E claro, há outras crateras que ficam sem a menor explicação, e a que me deixou mais pê da vida eu nem posso falar aqui porque é parte importante da trama e estragaria a surpresa, mas se você quiser mesmo saber, leia o PS dessa matéria.
E por fim, temos o aracnobilau. Sim, ele aparece. Não, não há nada de mais e não é nenhum motivo para polêmica. Deve ser coisa de gringo mesmo. Já quanto ao esperma radioativo, acaba sendo mesmo involuntariamente engraçado e a cena em questão, que era para ser deprê, acaba ganhando um ar patético. Mas honestamente, até que faz lá o seu sentido e, no fim das contas, esse é o menor dos problemas dessa história.

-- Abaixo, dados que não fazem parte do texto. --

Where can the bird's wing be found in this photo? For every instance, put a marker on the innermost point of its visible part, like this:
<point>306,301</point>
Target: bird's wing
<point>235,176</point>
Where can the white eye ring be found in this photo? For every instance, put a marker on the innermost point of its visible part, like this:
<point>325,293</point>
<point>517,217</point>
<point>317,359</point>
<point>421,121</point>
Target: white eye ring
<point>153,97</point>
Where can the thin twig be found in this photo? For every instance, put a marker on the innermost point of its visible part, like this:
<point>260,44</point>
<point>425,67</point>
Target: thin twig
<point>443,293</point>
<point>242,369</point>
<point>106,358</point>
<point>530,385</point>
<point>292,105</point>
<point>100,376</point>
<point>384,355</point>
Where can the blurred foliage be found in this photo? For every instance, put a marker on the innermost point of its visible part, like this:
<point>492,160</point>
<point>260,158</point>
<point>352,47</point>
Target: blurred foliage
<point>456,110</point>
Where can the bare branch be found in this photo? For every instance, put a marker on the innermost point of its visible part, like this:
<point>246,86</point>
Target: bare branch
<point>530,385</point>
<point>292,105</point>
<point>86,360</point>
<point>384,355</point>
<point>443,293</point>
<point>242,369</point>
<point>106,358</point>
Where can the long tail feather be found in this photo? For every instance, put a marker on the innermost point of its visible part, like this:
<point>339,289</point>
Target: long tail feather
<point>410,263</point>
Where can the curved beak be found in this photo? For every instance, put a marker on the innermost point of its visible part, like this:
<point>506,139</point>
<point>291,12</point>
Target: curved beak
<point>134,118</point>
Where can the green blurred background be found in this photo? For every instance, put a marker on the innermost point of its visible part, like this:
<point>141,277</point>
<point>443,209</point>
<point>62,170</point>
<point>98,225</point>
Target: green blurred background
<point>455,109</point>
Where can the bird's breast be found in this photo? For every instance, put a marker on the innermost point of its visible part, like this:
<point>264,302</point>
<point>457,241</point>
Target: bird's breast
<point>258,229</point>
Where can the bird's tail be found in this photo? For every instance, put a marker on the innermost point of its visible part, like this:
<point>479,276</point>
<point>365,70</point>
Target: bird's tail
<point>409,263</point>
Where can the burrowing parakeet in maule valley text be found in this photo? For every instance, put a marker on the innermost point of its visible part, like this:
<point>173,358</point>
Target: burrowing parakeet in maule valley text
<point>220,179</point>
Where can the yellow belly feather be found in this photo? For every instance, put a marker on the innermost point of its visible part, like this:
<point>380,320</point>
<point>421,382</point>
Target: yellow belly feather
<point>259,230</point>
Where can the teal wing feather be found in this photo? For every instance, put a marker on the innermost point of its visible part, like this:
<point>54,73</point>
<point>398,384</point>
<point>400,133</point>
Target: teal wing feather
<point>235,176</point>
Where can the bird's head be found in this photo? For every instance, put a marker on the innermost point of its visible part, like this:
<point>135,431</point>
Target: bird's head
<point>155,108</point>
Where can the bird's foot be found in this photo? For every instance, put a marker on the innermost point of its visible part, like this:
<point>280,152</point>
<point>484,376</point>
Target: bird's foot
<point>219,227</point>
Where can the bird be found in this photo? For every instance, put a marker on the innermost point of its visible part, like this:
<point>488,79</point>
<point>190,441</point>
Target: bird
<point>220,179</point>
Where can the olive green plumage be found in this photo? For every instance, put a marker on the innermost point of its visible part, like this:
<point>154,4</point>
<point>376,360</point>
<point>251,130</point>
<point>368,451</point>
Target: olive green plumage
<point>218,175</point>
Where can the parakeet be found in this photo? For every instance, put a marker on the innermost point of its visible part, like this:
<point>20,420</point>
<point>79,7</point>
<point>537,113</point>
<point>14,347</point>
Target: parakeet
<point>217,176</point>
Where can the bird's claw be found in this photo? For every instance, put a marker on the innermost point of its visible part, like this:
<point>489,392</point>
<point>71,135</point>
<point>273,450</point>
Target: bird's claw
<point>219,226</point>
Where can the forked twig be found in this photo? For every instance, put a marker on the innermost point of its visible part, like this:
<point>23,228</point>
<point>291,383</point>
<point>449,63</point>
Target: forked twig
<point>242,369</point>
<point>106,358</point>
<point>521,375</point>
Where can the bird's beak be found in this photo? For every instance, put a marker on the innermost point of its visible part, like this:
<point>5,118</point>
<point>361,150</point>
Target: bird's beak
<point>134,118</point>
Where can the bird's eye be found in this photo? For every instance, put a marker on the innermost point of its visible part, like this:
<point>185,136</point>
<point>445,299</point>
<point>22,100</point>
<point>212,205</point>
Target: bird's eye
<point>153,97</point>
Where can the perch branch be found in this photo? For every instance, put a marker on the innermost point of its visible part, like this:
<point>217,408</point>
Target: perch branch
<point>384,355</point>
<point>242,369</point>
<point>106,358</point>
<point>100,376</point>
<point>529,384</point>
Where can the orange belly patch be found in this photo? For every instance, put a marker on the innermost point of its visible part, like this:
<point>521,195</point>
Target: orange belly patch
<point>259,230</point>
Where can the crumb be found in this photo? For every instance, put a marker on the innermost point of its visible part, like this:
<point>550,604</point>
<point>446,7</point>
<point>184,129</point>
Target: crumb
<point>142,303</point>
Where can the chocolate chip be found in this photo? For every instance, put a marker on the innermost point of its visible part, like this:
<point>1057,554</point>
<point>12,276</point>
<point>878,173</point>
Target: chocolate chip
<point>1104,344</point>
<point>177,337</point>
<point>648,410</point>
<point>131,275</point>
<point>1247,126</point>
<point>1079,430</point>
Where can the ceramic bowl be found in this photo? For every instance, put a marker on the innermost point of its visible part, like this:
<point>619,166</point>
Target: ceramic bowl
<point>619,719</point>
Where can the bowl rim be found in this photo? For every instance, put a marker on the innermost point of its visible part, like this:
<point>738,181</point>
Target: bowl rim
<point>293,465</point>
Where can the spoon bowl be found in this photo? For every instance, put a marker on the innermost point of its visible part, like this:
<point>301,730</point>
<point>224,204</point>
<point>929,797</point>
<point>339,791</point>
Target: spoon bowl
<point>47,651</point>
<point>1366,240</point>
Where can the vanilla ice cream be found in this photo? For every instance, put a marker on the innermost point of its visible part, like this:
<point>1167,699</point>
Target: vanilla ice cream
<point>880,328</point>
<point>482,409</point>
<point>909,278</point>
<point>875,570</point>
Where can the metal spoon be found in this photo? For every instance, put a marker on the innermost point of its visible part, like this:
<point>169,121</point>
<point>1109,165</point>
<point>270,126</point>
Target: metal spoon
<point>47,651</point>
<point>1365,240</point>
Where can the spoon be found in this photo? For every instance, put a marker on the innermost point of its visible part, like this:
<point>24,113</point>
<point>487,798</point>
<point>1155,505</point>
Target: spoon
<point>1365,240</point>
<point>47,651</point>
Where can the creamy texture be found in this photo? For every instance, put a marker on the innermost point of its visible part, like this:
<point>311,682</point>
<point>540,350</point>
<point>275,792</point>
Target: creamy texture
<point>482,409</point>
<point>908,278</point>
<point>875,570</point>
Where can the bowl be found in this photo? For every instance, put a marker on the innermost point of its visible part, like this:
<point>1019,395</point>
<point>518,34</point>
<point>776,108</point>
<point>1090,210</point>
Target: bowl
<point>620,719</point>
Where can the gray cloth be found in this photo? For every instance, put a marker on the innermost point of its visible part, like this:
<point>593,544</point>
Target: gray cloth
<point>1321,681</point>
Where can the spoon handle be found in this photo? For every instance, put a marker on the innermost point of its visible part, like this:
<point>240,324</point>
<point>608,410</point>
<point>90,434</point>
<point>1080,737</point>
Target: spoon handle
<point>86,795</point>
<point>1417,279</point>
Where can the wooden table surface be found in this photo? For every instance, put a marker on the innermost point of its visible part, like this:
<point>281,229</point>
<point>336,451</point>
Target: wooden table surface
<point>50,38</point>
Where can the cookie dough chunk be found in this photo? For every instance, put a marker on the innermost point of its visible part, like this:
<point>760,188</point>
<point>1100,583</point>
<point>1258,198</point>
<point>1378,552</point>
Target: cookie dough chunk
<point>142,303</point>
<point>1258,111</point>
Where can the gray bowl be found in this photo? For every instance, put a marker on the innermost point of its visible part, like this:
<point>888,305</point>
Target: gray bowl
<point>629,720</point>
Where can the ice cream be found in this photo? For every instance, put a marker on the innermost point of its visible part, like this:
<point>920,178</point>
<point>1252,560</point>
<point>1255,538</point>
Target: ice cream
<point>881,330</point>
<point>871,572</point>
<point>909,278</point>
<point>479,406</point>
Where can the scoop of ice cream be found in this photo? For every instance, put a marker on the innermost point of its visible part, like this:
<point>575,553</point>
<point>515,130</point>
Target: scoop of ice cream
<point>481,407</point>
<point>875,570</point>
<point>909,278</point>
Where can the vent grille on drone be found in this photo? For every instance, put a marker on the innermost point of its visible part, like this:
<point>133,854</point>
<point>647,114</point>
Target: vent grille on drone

No saldo final, Homem-Aranha – Potestade não vai entrar para a história como uma das grandes sagas do Aranha e nem mesmo como uma de suas maiores bombas. É apenas uma história ruim, nada mais, feita por alguém que acreditou possuir mais talento do que realmente tinha e ao invés de se arriscar, preferiu jogar no seguro, copiando algo já existente, e nem assim conseguiu um mínimo de êxito. O único sucesso mesmo foram duas polêmicas bobas, que também logo cairão no esquecimento.
No entanto, há um efeito mais duradouro. Jogar mais uma história fraca em cima dos fãs, que estão se cansando de tantos maus-tratos com um dos personagens mais amados das HQs. E pensar que ainda vem por aí a saga One More Day… É por essas e outras que Homem-Aranha hoje em dia, para mim, só o Ultimate.
PS: Lembre-se, é um spoiler! Ainda aqui? Certo: de onde saíram todos aqueles simbiontes? São filhos do Venom ou apenas compatriotas? De onde eles surgiram? De dentro da terra ou caíram do céu? E nessa última hipótese, como eles entraram na cidade se a tal da Teia já estava acionada? Tantas perguntas, nenhuma resposta.